Упомянутый в этом архивном (1955 года) документе ЦК КПСС наряду с известными артистами Георгий Александров — это не тенор и не баритон, а министр культуры СССР, увлекавшийся не рыбной ловлей или грибами, а балеринами Большого театра. Его неожиданное амплуа также стало известно в результате анонимки, направленной в том же году Хрущёву, поручившему разобраться в ситуации. Выяснилось, что в Москве существовала сеть подпольных борделей для больших чиновников. Александров в компании с известным критиком-гоголеведом Александром Еголиным и директором Государственного литературного института им. А. М. Горького Сергеем Петровым активно посещали дом свиданий в Подмосковье, общаясь там с молодежью — балеринами Большого театра, художницами, артистками, так сказать, распутничали «и вкупе, и влюбе». Встречи проходили и в усадьбе «Узкое» Академии наук СССР, где еще в 1921 году было организовано нечто вроде пансионата для оголодавших деятелей культуры (ныне эта бывшая усадьба в черте Москвы). Пикантность этому случаю придавало то, что Александров работал именно министром культуры, то есть обязан был бороться за высокую чистоту и нравственность советских людей. Его поведение было расценено как аморальное, или в просторечии «аморалка». Именно Александрову принадлежит авторство лозунга: «Большой театр — центральная вышка русской культуры», что отражает прежде всего саму неоднозначную эпоху с ее лагерями, вышками, колючей проволокой и Сталинскими премиями.
Корней Чуковский оставил нам портрет министра. Он был «бездарен, невежествен, хамоват, туп, вульгарно-мелочен. Он, историк философии, никогда не слыхал имени Грота, не знал, что Влад. Соловьев был поэтом, смешивал Федора Сологуба с Вл. Соллогубом. Нужно было только поглядеть на него пять минут, чтобы увидеть, что это чинуша-карьерист, не имеющий никакого отношения к культуре». Но как он мог стать академиком при таких достоинствах? Очень просто. Как правило, Александров прибегал к такому способу. Вызывал молодого одаренного специалиста и говорил: вчера звонили из органов. Интересовались вами. Дела ваши плохи. Единственный выход для вас — напишите о статьях товарища Сталина о вопросах языкознания. Тот писал. После чего Александров не моргнув глазом ставил свое орденоносное имя на титуле. И книга готова. К слову, Александров получил за свою «научную» деятельность аж две Сталинские премии. Одну из них — в разгар войны, в 1943 году. Видимо, польза от него была большая, и вождь решил подбросить ему деньжат. А работал тогда Александров в должности начальника Управления агитации и пропаганды при ЦК ВКП(б), с 1940 по 1947 год. Он нес персональную ответственность за все идеологические акции, направленные против лучших представителей русской культуры, развернувшиеся в послевоенный период. Куда мог пойти дальше человек, обладающий такими качествами? Только на повышение. В 1954 году его и назначили министром культуры СССР[80]

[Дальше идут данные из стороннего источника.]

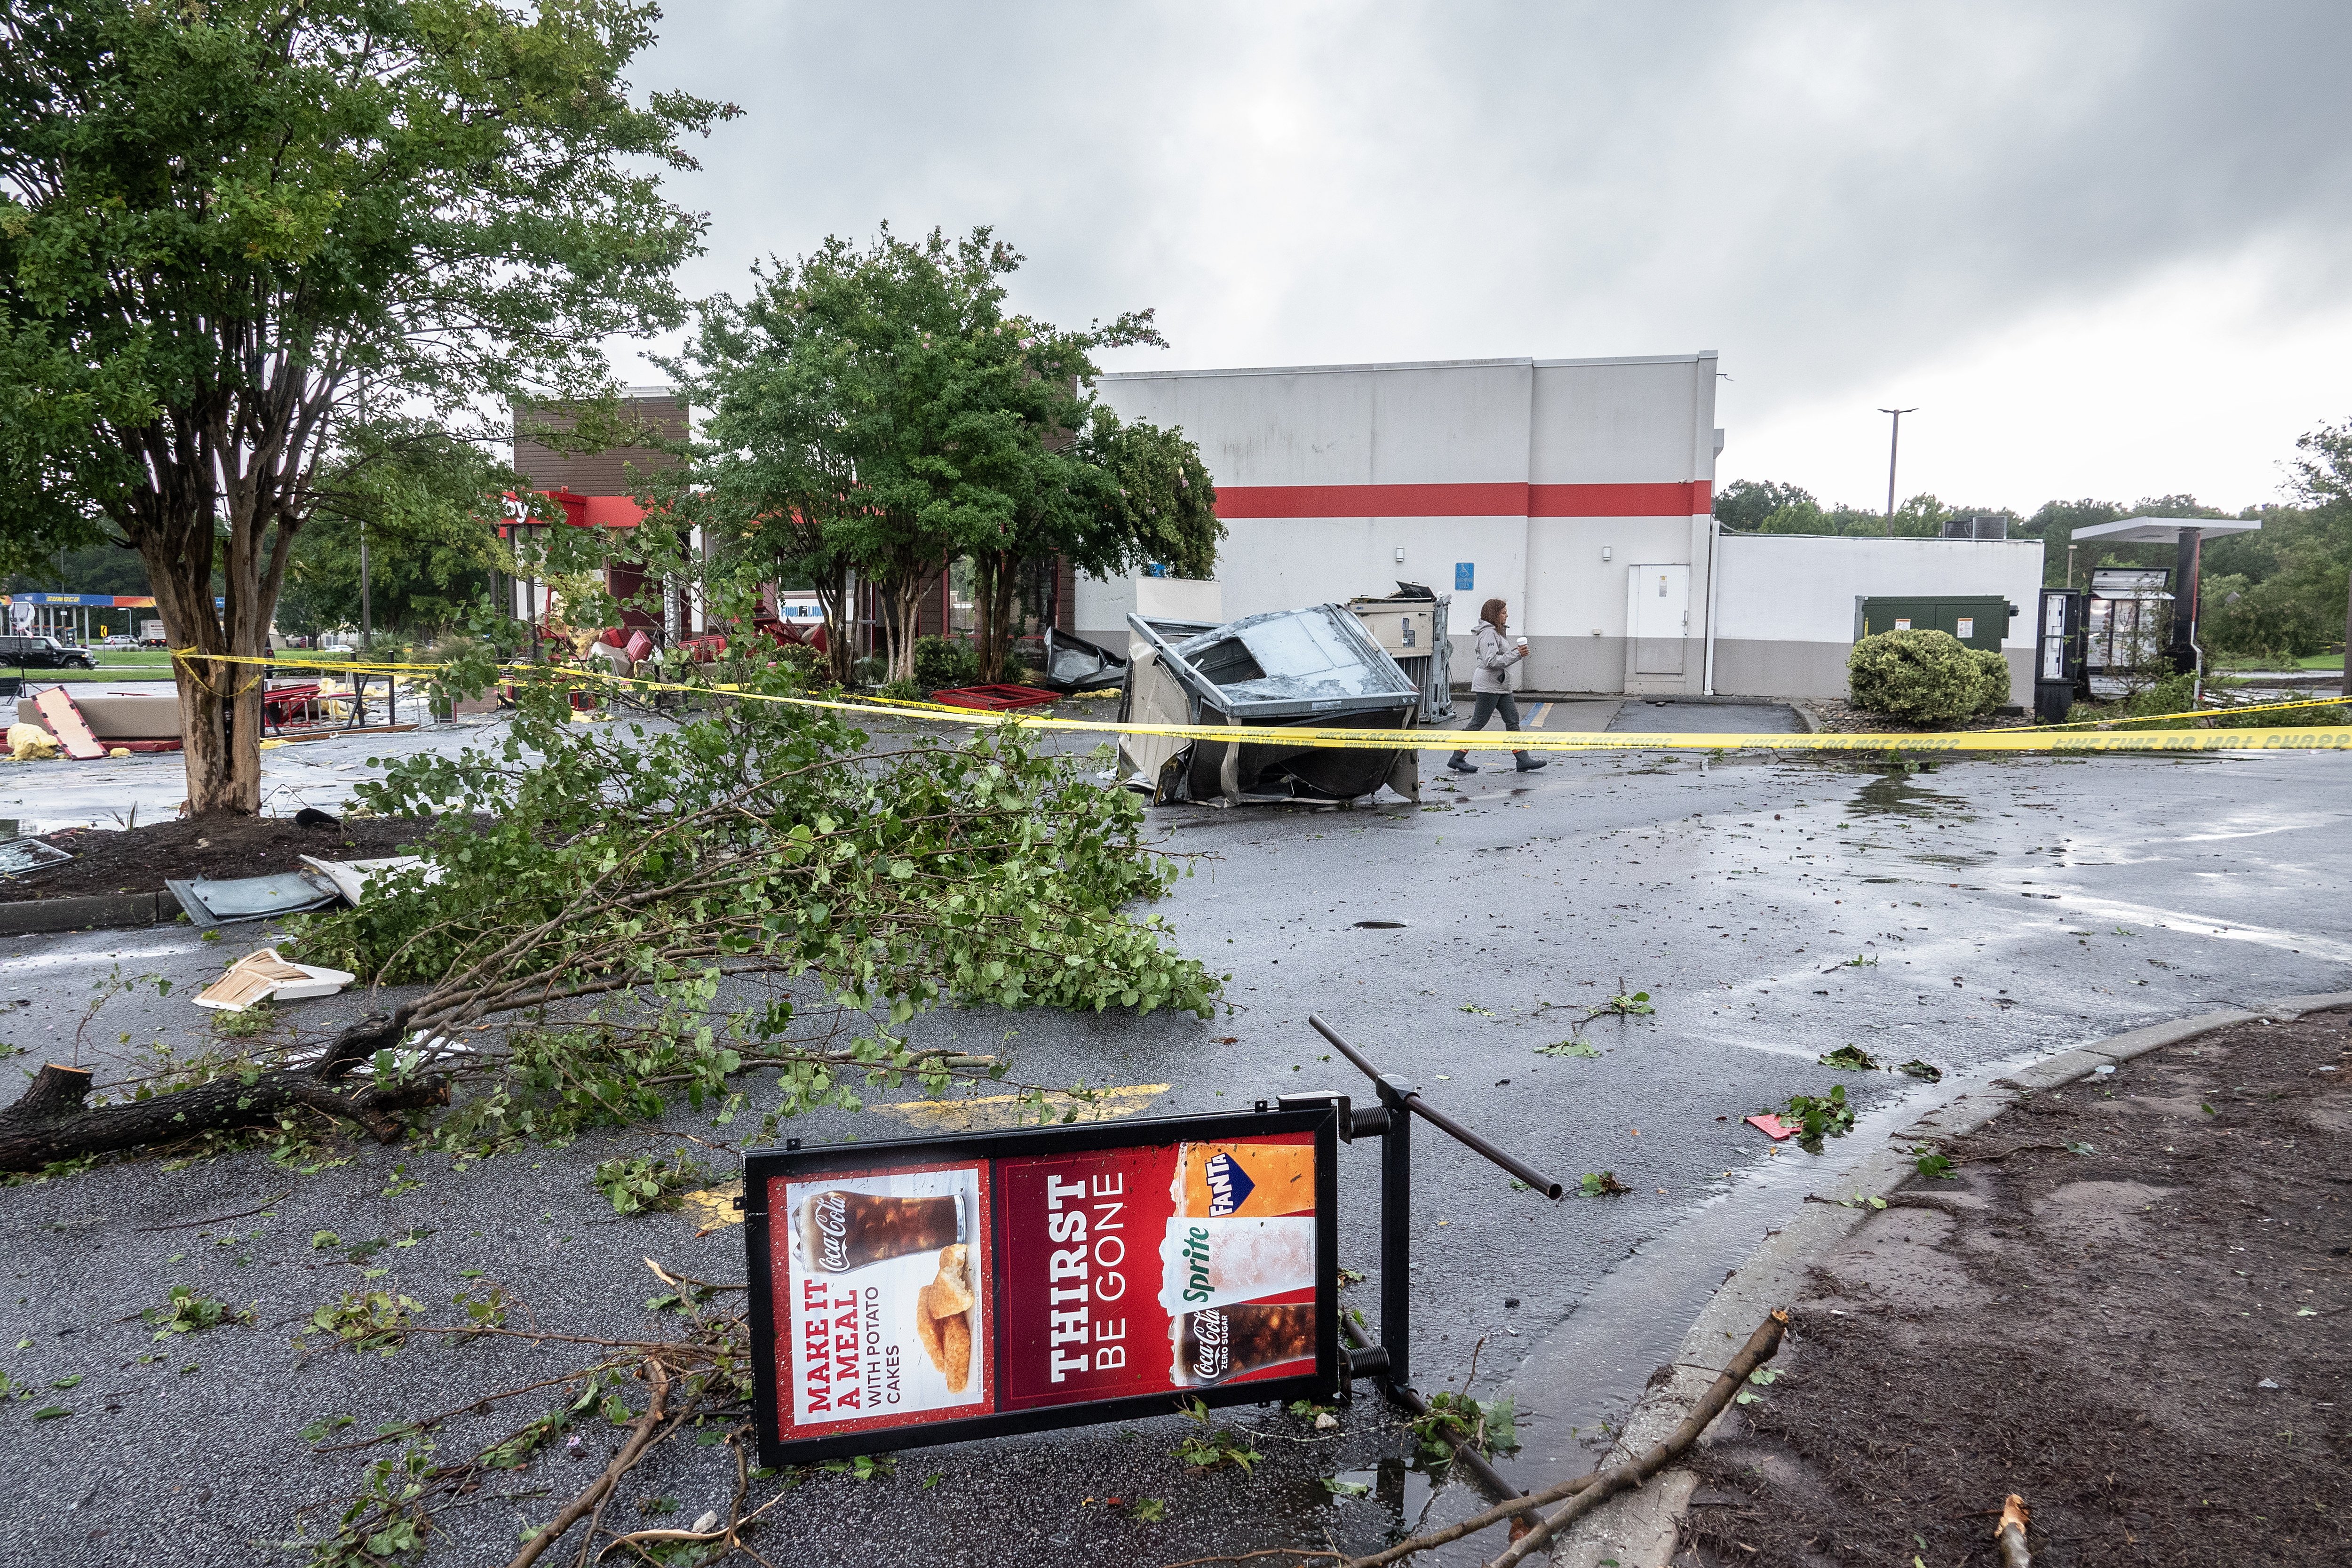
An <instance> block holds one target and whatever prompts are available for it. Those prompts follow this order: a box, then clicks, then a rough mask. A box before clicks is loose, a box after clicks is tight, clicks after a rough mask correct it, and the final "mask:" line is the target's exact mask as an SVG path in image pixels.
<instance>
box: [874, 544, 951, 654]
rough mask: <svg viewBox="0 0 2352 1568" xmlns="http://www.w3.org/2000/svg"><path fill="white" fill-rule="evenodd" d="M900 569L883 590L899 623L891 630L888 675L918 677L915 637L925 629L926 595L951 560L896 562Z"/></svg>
mask: <svg viewBox="0 0 2352 1568" xmlns="http://www.w3.org/2000/svg"><path fill="white" fill-rule="evenodd" d="M894 567H896V571H894V574H891V578H889V583H882V592H884V597H887V599H889V604H891V616H894V618H896V625H891V628H887V630H889V670H887V679H915V637H917V635H920V632H922V597H924V595H927V592H931V590H934V588H936V585H938V578H941V576H943V574H946V571H948V562H943V559H941V562H929V564H922V562H894Z"/></svg>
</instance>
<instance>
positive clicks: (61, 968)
mask: <svg viewBox="0 0 2352 1568" xmlns="http://www.w3.org/2000/svg"><path fill="white" fill-rule="evenodd" d="M183 952H195V943H186V945H181V947H113V950H82V952H45V954H40V957H38V959H0V973H14V971H21V969H64V966H66V964H96V961H99V959H169V957H179V954H183Z"/></svg>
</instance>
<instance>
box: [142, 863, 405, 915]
mask: <svg viewBox="0 0 2352 1568" xmlns="http://www.w3.org/2000/svg"><path fill="white" fill-rule="evenodd" d="M301 863H303V867H301V870H299V872H278V875H273V877H230V879H226V882H207V879H202V877H198V879H195V882H169V879H167V882H165V886H167V889H172V896H174V898H179V907H181V910H186V912H188V919H191V922H195V924H198V926H228V924H235V922H240V919H273V917H278V914H306V912H310V910H325V907H329V905H336V903H353V905H358V903H360V900H362V898H365V896H367V884H369V882H372V879H374V877H383V875H390V872H400V870H407V867H412V865H426V860H423V856H383V858H376V860H313V858H310V856H301ZM426 882H440V867H437V865H426Z"/></svg>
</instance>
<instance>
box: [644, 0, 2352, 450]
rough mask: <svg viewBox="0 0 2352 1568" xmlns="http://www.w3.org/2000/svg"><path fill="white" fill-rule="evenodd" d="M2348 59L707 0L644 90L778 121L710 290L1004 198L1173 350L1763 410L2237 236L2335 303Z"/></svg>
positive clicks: (1667, 5)
mask: <svg viewBox="0 0 2352 1568" xmlns="http://www.w3.org/2000/svg"><path fill="white" fill-rule="evenodd" d="M2345 59H2352V5H2343V2H2340V0H2333V2H2310V5H2288V2H2272V5H2263V2H2253V5H2187V2H2171V5H2164V2H2150V0H2131V2H2114V5H2063V7H2051V5H1985V2H1980V0H1978V2H1969V5H1900V7H1886V5H1752V2H1750V5H1646V7H1623V5H1583V7H1559V5H1545V7H1470V5H1444V7H1334V5H1322V7H1270V5H1228V7H1216V5H1183V7H1096V5H1049V7H1023V9H1007V7H962V5H936V7H889V5H858V7H802V5H783V7H779V5H680V7H677V9H675V12H673V14H670V16H668V19H666V21H663V40H661V47H659V49H656V54H654V56H652V59H647V61H642V66H640V71H637V73H635V75H637V85H640V87H689V89H696V92H703V94H710V96H724V99H734V101H739V103H743V108H746V110H748V115H746V118H743V120H739V122H734V125H729V127H722V129H720V132H717V134H715V136H713V141H710V143H708V148H706V172H703V174H699V176H689V179H687V181H684V183H682V188H680V195H682V197H684V200H689V202H691V205H696V207H703V209H710V214H713V233H710V254H708V256H706V259H701V261H699V263H696V266H694V270H691V275H689V287H694V289H696V292H715V289H741V287H743V277H746V266H748V261H750V259H753V256H760V254H769V252H776V254H786V256H790V254H797V252H802V249H807V247H811V244H814V242H816V240H821V237H823V235H826V233H844V235H868V233H873V228H875V223H877V221H880V219H891V221H894V223H896V226H898V228H901V230H917V228H929V226H931V223H946V226H948V228H962V226H969V223H981V221H985V223H995V226H997V228H1000V233H1004V235H1007V237H1011V240H1014V242H1016V244H1018V247H1021V249H1023V252H1025V254H1028V256H1030V268H1025V270H1023V275H1021V277H1018V299H1021V303H1023V308H1033V310H1037V313H1042V315H1049V317H1056V320H1087V317H1091V315H1110V313H1115V310H1122V308H1134V306H1157V308H1160V315H1162V324H1164V327H1167V331H1169V339H1171V341H1174V353H1169V355H1150V357H1136V360H1134V362H1152V364H1235V362H1258V364H1279V362H1324V360H1385V357H1446V355H1517V353H1538V355H1578V353H1663V350H1686V348H1719V350H1724V355H1726V357H1724V364H1726V367H1731V369H1736V374H1738V376H1740V381H1743V383H1748V386H1750V388H1752V393H1748V404H1745V409H1748V414H1752V416H1762V414H1769V411H1771V409H1773V407H1776V404H1790V402H1802V400H1806V397H1820V395H1825V393H1835V390H1842V388H1849V386H1870V383H1877V381H1879V378H1884V376H1886V374H1889V371H1891V369H1900V367H1903V364H1910V362H1922V360H1929V357H1933V355H1950V353H1957V350H1964V348H1966V346H1969V343H1973V341H1978V339H1983V336H1987V334H1997V331H2004V329H2009V327H2013V324H2016V322H2020V320H2027V317H2032V315H2037V313H2049V310H2063V308H2067V306H2074V303H2082V301H2093V299H2100V296H2112V294H2117V292H2122V289H2131V287H2136V284H2140V282H2147V280H2157V277H2161V275H2166V273H2171V270H2178V268H2183V266H2197V263H2213V261H2227V259H2232V256H2246V254H2263V256H2270V261H2272V266H2267V270H2265V273H2263V275H2265V277H2267V280H2270V282H2267V284H2265V287H2267V296H2263V299H2249V301H2241V303H2244V308H2249V310H2253V313H2267V315H2284V317H2293V315H2298V313H2305V310H2319V308H2336V301H2338V299H2343V292H2345V282H2347V280H2352V277H2347V273H2352V261H2347V259H2352V249H2347V244H2345V240H2347V233H2345V230H2347V228H2352V202H2347V200H2345V193H2347V190H2352V94H2347V92H2345V89H2343V63H2345ZM2161 350H2164V346H2161V341H2152V343H2150V357H2152V362H2159V360H2161Z"/></svg>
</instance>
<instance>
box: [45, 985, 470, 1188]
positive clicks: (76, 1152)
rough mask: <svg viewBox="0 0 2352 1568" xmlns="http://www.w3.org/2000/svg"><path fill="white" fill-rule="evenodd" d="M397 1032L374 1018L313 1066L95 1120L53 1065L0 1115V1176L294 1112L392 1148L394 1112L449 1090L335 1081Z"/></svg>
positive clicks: (141, 1105) (76, 1082)
mask: <svg viewBox="0 0 2352 1568" xmlns="http://www.w3.org/2000/svg"><path fill="white" fill-rule="evenodd" d="M405 1023H407V1018H405V1009H402V1011H395V1013H374V1016H369V1018H362V1020H360V1023H355V1025H350V1027H346V1030H343V1032H341V1034H336V1037H334V1041H332V1044H329V1046H327V1051H322V1053H320V1058H318V1060H315V1063H306V1065H301V1067H273V1070H268V1072H259V1074H254V1077H252V1079H247V1077H245V1074H226V1077H219V1079H212V1081H207V1084H195V1086H191V1088H181V1091H174V1093H158V1095H151V1098H146V1100H127V1103H122V1105H101V1107H96V1110H92V1107H89V1105H87V1103H85V1098H87V1093H89V1072H87V1070H82V1067H59V1065H54V1063H52V1065H47V1067H42V1070H40V1074H38V1077H35V1079H33V1084H31V1086H26V1091H24V1095H19V1100H16V1103H14V1105H9V1107H7V1110H0V1171H40V1168H42V1166H47V1164H52V1161H59V1159H80V1157H85V1154H113V1152H118V1150H134V1147H139V1145H148V1143H179V1140H183V1138H193V1135H195V1133H205V1131H230V1128H249V1126H270V1124H275V1121H278V1117H280V1114H282V1112H289V1110H296V1107H301V1110H315V1112H325V1114H329V1117H339V1119H346V1121H358V1124H360V1126H362V1128H367V1131H369V1133H372V1135H374V1138H376V1140H379V1143H395V1140H397V1138H400V1133H402V1126H400V1121H397V1119H395V1117H393V1112H402V1110H416V1107H421V1105H447V1103H449V1084H447V1081H445V1079H440V1077H426V1079H412V1081H405V1084H365V1086H353V1088H346V1086H343V1084H341V1079H343V1077H346V1074H348V1072H350V1070H353V1067H358V1065H360V1063H365V1060H367V1058H369V1056H374V1053H376V1051H379V1048H383V1046H393V1044H397V1041H400V1030H402V1025H405Z"/></svg>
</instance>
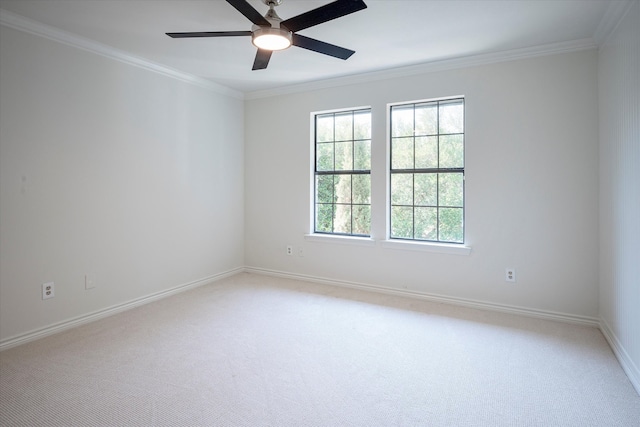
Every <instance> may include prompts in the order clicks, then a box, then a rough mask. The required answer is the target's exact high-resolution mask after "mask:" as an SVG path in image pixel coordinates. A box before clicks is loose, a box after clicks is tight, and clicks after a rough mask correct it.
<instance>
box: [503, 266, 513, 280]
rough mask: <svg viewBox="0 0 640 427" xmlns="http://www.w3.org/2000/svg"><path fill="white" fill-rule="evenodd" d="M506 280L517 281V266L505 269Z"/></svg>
mask: <svg viewBox="0 0 640 427" xmlns="http://www.w3.org/2000/svg"><path fill="white" fill-rule="evenodd" d="M504 280H505V281H507V282H515V281H516V270H515V268H507V269H505V270H504Z"/></svg>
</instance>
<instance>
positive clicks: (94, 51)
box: [0, 9, 244, 99]
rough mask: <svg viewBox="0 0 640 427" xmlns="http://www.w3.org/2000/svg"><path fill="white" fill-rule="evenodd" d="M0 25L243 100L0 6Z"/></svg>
mask: <svg viewBox="0 0 640 427" xmlns="http://www.w3.org/2000/svg"><path fill="white" fill-rule="evenodd" d="M0 25H4V26H6V27H9V28H12V29H14V30H18V31H22V32H25V33H29V34H33V35H36V36H40V37H43V38H46V39H49V40H53V41H55V42H58V43H62V44H65V45H67V46H72V47H75V48H78V49H82V50H85V51H88V52H91V53H94V54H97V55H101V56H104V57H106V58H110V59H113V60H116V61H119V62H123V63H125V64H128V65H133V66H135V67H139V68H142V69H145V70H148V71H152V72H154V73H157V74H161V75H163V76H166V77H170V78H173V79H176V80H179V81H182V82H185V83H189V84H192V85H196V86H199V87H201V88H204V89H207V90H210V91H213V92H216V93H218V94H220V95H225V96H229V97H232V98H237V99H244V95H243V93H242V92H240V91H237V90H234V89H231V88H228V87H226V86H223V85H221V84H219V83H215V82H212V81H210V80H207V79H203V78H201V77H197V76H194V75H192V74H188V73H184V72H181V71H178V70H174V69H172V68H169V67H166V66H164V65H160V64H157V63H155V62H151V61H148V60H146V59H143V58H140V57H137V56H134V55H131V54H129V53H127V52H124V51H122V50H119V49H116V48H113V47H111V46H108V45H105V44H102V43H98V42H95V41H93V40H89V39H86V38H83V37H80V36H78V35H76V34H72V33H69V32H66V31H62V30H59V29H57V28H54V27H51V26H49V25H45V24H42V23H40V22H37V21H34V20H32V19H28V18H25V17H23V16H20V15H17V14H15V13H12V12H9V11H6V10H3V9H0Z"/></svg>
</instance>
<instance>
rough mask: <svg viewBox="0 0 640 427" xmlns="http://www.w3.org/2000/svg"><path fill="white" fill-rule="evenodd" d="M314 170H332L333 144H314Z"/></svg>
mask: <svg viewBox="0 0 640 427" xmlns="http://www.w3.org/2000/svg"><path fill="white" fill-rule="evenodd" d="M316 168H317V170H319V171H331V170H333V144H332V143H325V144H316Z"/></svg>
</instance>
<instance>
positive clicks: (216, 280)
mask: <svg viewBox="0 0 640 427" xmlns="http://www.w3.org/2000/svg"><path fill="white" fill-rule="evenodd" d="M243 271H244V269H243V268H242V267H240V268H235V269H233V270H229V271H226V272H224V273H220V274H214V275H212V276H208V277H204V278H202V279H198V280H194V281H193V282H189V283H183V284H181V285H178V286H175V287H173V288H171V289H167V290H164V291H160V292H156V293H153V294H150V295H146V296H144V297H141V298H136V299H134V300H131V301H128V302H125V303H122V304H117V305H114V306H111V307H108V308H105V309H102V310H98V311H94V312H92V313H88V314H84V315H82V316H78V317H74V318H71V319H68V320H65V321H62V322H59V323H55V324H53V325H49V326H45V327H44V328H40V329H36V330H34V331H30V332H27V333H24V334H20V335H17V336H13V337H9V338H6V339H4V340H2V341H0V351H3V350H7V349H9V348H11V347H15V346H18V345H20V344H25V343H27V342H30V341H34V340H37V339H39V338H43V337H46V336H48V335H53V334H55V333H58V332H62V331H65V330H67V329H71V328H74V327H77V326H80V325H84V324H85V323H90V322H95V321H96V320H99V319H103V318H105V317H108V316H113V315H114V314H118V313H121V312H123V311H126V310H130V309H132V308H135V307H139V306H141V305H145V304H149V303H150V302H153V301H157V300H159V299H162V298H166V297H169V296H171V295H175V294H178V293H180V292H184V291H187V290H189V289H193V288H197V287H200V286H203V285H207V284H209V283H212V282H216V281H218V280H221V279H224V278H226V277H229V276H233V275H234V274H238V273H241V272H243Z"/></svg>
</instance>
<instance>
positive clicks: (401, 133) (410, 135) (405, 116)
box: [391, 105, 413, 137]
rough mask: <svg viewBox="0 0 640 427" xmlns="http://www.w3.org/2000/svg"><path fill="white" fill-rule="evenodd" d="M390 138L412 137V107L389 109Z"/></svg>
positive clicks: (412, 120) (412, 133) (396, 107)
mask: <svg viewBox="0 0 640 427" xmlns="http://www.w3.org/2000/svg"><path fill="white" fill-rule="evenodd" d="M391 125H392V128H391V136H392V137H398V136H413V105H408V106H404V105H402V106H398V107H391Z"/></svg>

.История с безнравственностью и распущенностью министра культуры дала повод московским острословам заточить свои колкие перья. По столице поползли анекдоты: «Философский ансамбль ласки и пляски им. Г. Ф. Александрова», «Александров доказал единство формы и содержания: когда ему нравились формы, он брал их на содержание» и т. д.
Плисецкая историю похождений Александрова излагала на свой лад: «Проводил он темные московские ночи в сексуальных оргиях с молоденькими, аппетитными советскими киноактрисами. Разве откажешь любимому министру? По счастью, низкорослому, лысоватому философу любы были дородные женские телеса. Тут его вкус с Рубенсом совпадал. Тощие, костлявые балеринские фигуры никаких вожделенных чувств у министра не вызывали. Большой балет остался в первозданной невинности». Но из записки ЦК КПСС, где упоминалась Софья Головкина, мы узнаём, что с невинностью в Большом было не все в порядке. Если бы Плисецкая знала про Головкину — можно себе представить, что бы она про нее написала в данном контексте, ибо Софью Николаевну она, мягко говоря, не любила (как и многих, впрочем).
Головкина пришла в Большой театр восемнадцатилетней, в 1933 году, вскоре став женой Федора Лопухова, главного балетмейстера. Естественно, что, пока он оставался на своем посту, Головкина не только была ведущей балериной, но и танцевала во всех его постановках, в том числе в «Светлом ручье». Лопухов много с ней занимался, заставляя жену крутить фуэте дома на обеденном столе — в результате чего Головкина осталась в памяти как «королева фуэте», ибо, как говорят, могла спокойно прокрутиться сто раз даже на почтовой марке. Головкина часто танцевала в очередь с Суламифью Мессерер. Но однажды Мита в буквальном смысле не пустила ее на сцену.